A Yemeni Houthi armed resistance group in the north that is anti-Saudi and anti-Saleh (and some claim supported by Iran) and new separatists in South Yemen give the central government little sway beyond the capital's city limits.

Advertisement

The majority of a population of 23 million is under 30, almost half of them unemployed. Al-Qaida's siren song on the Internet, even in remote villages, is that the enemy is America.

Most Yemeni males chew qat, a mild narcotic, several times a day. But qat cultivation consumes more water than any other plant. And half the available water for irrigation goes to qat.

Water shortages are acute throughout much of the Middle East. And in Yemen, even more so. There is only enough water for half of Sanaa's 2 million residents. Some experts say Sanaa may be the first capital city to die of thirst.

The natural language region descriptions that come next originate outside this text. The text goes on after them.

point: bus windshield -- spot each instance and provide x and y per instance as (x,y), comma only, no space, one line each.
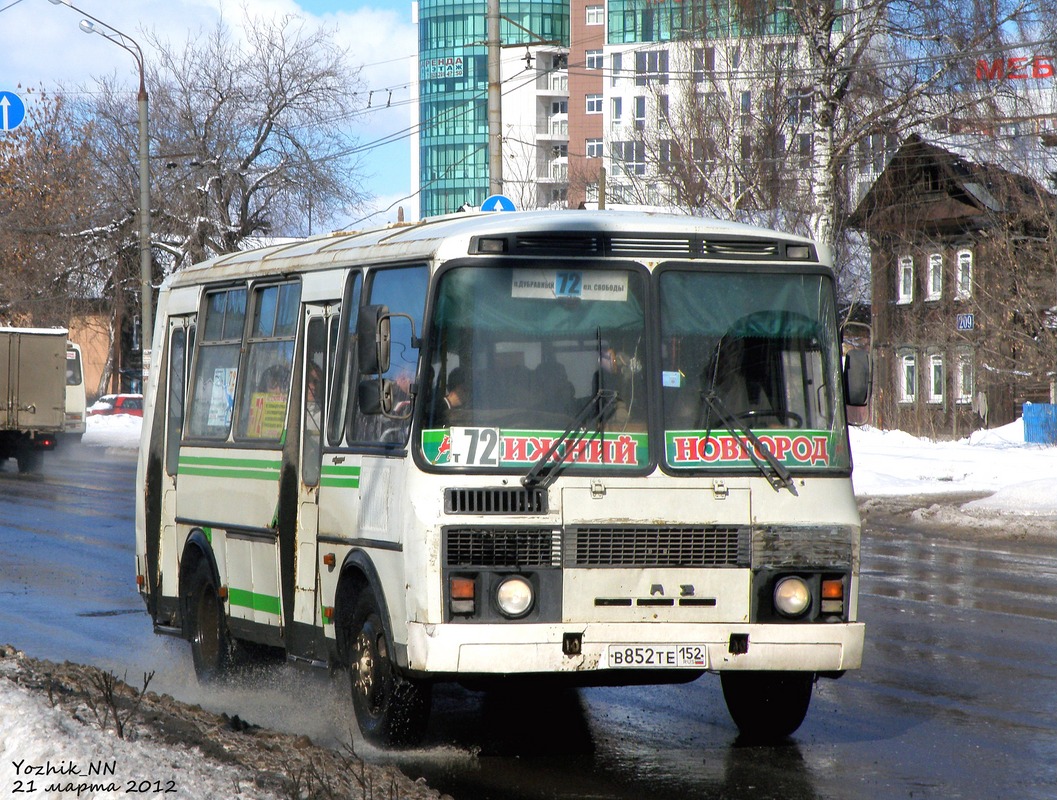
(519,353)
(748,369)
(749,350)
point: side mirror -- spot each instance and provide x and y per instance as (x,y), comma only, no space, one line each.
(857,377)
(375,396)
(373,338)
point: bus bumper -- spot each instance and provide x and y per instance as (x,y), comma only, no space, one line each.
(513,649)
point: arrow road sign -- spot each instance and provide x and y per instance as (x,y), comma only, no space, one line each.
(498,203)
(12,111)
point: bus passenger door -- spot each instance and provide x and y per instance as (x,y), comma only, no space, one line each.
(181,342)
(320,334)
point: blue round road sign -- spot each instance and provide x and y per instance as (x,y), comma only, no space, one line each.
(12,111)
(498,203)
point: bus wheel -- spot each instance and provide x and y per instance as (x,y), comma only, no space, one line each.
(767,706)
(212,649)
(391,709)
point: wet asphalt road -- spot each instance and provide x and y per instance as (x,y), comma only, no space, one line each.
(957,699)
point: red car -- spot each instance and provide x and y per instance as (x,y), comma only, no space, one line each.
(117,404)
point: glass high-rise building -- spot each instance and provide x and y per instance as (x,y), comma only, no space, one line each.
(452,129)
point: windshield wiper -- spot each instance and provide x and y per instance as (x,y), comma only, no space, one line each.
(545,470)
(771,468)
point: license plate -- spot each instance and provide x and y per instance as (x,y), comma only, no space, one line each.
(660,656)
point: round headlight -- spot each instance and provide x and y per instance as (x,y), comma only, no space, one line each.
(792,596)
(514,596)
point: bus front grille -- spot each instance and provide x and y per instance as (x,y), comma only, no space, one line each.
(495,500)
(502,546)
(668,545)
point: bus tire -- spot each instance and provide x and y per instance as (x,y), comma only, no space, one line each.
(767,706)
(391,709)
(212,648)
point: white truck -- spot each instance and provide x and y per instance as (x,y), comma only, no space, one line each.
(33,385)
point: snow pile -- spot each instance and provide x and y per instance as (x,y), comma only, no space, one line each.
(45,754)
(1018,478)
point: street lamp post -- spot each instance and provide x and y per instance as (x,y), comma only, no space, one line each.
(146,299)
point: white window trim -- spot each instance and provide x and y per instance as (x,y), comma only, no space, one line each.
(964,365)
(935,369)
(908,389)
(905,294)
(933,290)
(964,270)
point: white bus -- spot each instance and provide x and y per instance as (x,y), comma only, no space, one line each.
(595,447)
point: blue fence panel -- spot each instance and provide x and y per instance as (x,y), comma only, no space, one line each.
(1040,423)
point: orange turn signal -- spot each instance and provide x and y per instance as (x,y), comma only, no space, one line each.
(833,590)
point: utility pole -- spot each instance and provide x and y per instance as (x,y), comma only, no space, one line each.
(495,100)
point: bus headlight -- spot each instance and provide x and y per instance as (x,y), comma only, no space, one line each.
(514,596)
(792,596)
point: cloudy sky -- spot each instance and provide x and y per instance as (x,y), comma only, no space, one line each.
(40,44)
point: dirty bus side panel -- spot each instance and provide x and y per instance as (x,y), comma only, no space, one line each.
(33,379)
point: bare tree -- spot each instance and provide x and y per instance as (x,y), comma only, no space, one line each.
(247,135)
(774,98)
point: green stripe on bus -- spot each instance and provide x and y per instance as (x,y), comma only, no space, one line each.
(339,477)
(220,461)
(253,475)
(215,466)
(264,602)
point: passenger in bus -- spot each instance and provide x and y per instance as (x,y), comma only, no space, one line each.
(612,377)
(457,396)
(554,390)
(725,378)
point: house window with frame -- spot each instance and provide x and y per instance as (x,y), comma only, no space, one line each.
(217,364)
(934,277)
(640,113)
(963,279)
(964,380)
(704,63)
(935,377)
(651,66)
(905,275)
(908,377)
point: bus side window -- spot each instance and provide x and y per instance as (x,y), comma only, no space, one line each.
(270,357)
(178,387)
(341,408)
(315,391)
(217,364)
(403,291)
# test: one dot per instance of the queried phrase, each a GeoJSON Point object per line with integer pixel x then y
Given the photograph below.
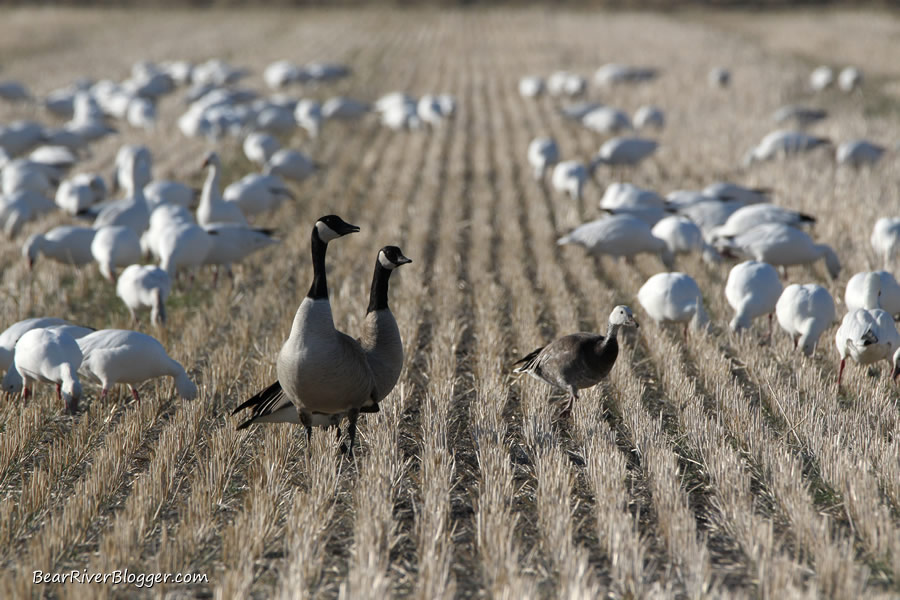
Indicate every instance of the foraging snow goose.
{"type": "Point", "coordinates": [578, 360]}
{"type": "Point", "coordinates": [65, 244]}
{"type": "Point", "coordinates": [542, 153]}
{"type": "Point", "coordinates": [682, 236]}
{"type": "Point", "coordinates": [857, 153]}
{"type": "Point", "coordinates": [867, 336]}
{"type": "Point", "coordinates": [256, 193]}
{"type": "Point", "coordinates": [81, 191]}
{"type": "Point", "coordinates": [746, 218]}
{"type": "Point", "coordinates": [323, 371]}
{"type": "Point", "coordinates": [114, 356]}
{"type": "Point", "coordinates": [673, 298]}
{"type": "Point", "coordinates": [781, 143]}
{"type": "Point", "coordinates": [291, 164]}
{"type": "Point", "coordinates": [781, 245]}
{"type": "Point", "coordinates": [115, 246]}
{"type": "Point", "coordinates": [752, 290]}
{"type": "Point", "coordinates": [619, 235]}
{"type": "Point", "coordinates": [213, 208]}
{"type": "Point", "coordinates": [50, 356]}
{"type": "Point", "coordinates": [568, 177]}
{"type": "Point", "coordinates": [142, 286]}
{"type": "Point", "coordinates": [308, 114]}
{"type": "Point", "coordinates": [805, 312]}
{"type": "Point", "coordinates": [885, 239]}
{"type": "Point", "coordinates": [873, 289]}
{"type": "Point", "coordinates": [649, 116]}
{"type": "Point", "coordinates": [259, 147]}
{"type": "Point", "coordinates": [380, 341]}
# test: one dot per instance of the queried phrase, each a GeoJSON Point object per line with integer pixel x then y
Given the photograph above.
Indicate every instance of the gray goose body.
{"type": "Point", "coordinates": [578, 360]}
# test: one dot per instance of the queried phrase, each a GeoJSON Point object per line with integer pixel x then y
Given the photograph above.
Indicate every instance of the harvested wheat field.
{"type": "Point", "coordinates": [707, 465]}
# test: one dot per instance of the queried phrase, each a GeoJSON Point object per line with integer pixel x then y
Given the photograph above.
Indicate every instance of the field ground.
{"type": "Point", "coordinates": [712, 466]}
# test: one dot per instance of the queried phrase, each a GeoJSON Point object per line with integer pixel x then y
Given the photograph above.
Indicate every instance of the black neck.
{"type": "Point", "coordinates": [378, 294]}
{"type": "Point", "coordinates": [319, 289]}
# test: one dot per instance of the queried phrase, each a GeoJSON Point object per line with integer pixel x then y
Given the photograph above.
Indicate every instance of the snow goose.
{"type": "Point", "coordinates": [781, 245]}
{"type": "Point", "coordinates": [542, 153]}
{"type": "Point", "coordinates": [619, 235]}
{"type": "Point", "coordinates": [849, 79]}
{"type": "Point", "coordinates": [259, 147]}
{"type": "Point", "coordinates": [885, 238]}
{"type": "Point", "coordinates": [624, 151]}
{"type": "Point", "coordinates": [805, 312]}
{"type": "Point", "coordinates": [568, 177]}
{"type": "Point", "coordinates": [531, 87]}
{"type": "Point", "coordinates": [380, 341]}
{"type": "Point", "coordinates": [256, 193]}
{"type": "Point", "coordinates": [821, 78]}
{"type": "Point", "coordinates": [649, 116]}
{"type": "Point", "coordinates": [66, 244]}
{"type": "Point", "coordinates": [114, 356]}
{"type": "Point", "coordinates": [858, 153]}
{"type": "Point", "coordinates": [115, 246]}
{"type": "Point", "coordinates": [50, 356]}
{"type": "Point", "coordinates": [607, 120]}
{"type": "Point", "coordinates": [291, 164]}
{"type": "Point", "coordinates": [867, 336]}
{"type": "Point", "coordinates": [873, 289]}
{"type": "Point", "coordinates": [212, 207]}
{"type": "Point", "coordinates": [323, 371]}
{"type": "Point", "coordinates": [752, 290]}
{"type": "Point", "coordinates": [308, 114]}
{"type": "Point", "coordinates": [782, 143]}
{"type": "Point", "coordinates": [748, 217]}
{"type": "Point", "coordinates": [578, 360]}
{"type": "Point", "coordinates": [673, 298]}
{"type": "Point", "coordinates": [142, 286]}
{"type": "Point", "coordinates": [682, 236]}
{"type": "Point", "coordinates": [81, 191]}
{"type": "Point", "coordinates": [796, 114]}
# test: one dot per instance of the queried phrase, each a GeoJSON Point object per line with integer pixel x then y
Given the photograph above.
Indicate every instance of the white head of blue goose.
{"type": "Point", "coordinates": [326, 229]}
{"type": "Point", "coordinates": [389, 258]}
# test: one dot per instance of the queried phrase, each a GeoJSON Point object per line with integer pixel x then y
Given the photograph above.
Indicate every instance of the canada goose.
{"type": "Point", "coordinates": [885, 239]}
{"type": "Point", "coordinates": [752, 290]}
{"type": "Point", "coordinates": [780, 245]}
{"type": "Point", "coordinates": [804, 312]}
{"type": "Point", "coordinates": [619, 235]}
{"type": "Point", "coordinates": [213, 208]}
{"type": "Point", "coordinates": [542, 153]}
{"type": "Point", "coordinates": [578, 360]}
{"type": "Point", "coordinates": [66, 244]}
{"type": "Point", "coordinates": [114, 356]}
{"type": "Point", "coordinates": [673, 298]}
{"type": "Point", "coordinates": [144, 285]}
{"type": "Point", "coordinates": [380, 341]}
{"type": "Point", "coordinates": [873, 289]}
{"type": "Point", "coordinates": [322, 371]}
{"type": "Point", "coordinates": [51, 356]}
{"type": "Point", "coordinates": [867, 336]}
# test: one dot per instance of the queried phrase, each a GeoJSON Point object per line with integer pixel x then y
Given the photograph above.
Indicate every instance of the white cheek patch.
{"type": "Point", "coordinates": [385, 261]}
{"type": "Point", "coordinates": [326, 233]}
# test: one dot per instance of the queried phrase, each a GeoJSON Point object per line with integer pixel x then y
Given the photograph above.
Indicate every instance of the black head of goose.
{"type": "Point", "coordinates": [578, 360]}
{"type": "Point", "coordinates": [381, 336]}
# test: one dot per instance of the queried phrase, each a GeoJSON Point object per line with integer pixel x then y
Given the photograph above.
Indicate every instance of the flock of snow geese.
{"type": "Point", "coordinates": [324, 374]}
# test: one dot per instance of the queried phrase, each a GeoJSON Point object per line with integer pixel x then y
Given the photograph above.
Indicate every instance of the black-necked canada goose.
{"type": "Point", "coordinates": [380, 341]}
{"type": "Point", "coordinates": [578, 360]}
{"type": "Point", "coordinates": [323, 372]}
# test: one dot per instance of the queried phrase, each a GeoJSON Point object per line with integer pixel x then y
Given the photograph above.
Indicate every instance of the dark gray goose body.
{"type": "Point", "coordinates": [578, 360]}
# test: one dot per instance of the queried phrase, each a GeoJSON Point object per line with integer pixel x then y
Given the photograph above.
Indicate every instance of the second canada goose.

As Yemenis survey the scene in Iraq, Afghanistan and Pakistan, it doesn't require an overwhelming effort of imagination to conclude, with the assistance of al-Qaida's operatives, that the United States is at war against Muslims. Saleh is seen by many as an American puppet who authorized the Saudis to bomb northern Houthi villages.

There is no shortage of recruits for al-Qaida's religious proselytizers who chant the merits of jihad. And it is hard to distinguish between angry unemployed youngsters with easy access to arms and al-Qaida's fighters.

Those familiar with both Yemen and Saudi Arabia since 9/11 say al-Qaida sympathizers in the Saudi kingdom were carrying out attacks in Saudi cities until 2003 when opinion turned against jihadis. By 2006, pro-jihadi resistance had been crushed. And those captured were put through intensive de-brainwashing courses.

Advertisement

This isn't likely to happen in Yemen where, unlike Saudi Arabia, extreme poverty keeps the jihadi pot boiling. Poor Yemenis tend to say that so-called al-Qaida killings are organized by Saleh's government as a pretext to crack down on anyone who speaks too loudly against authority.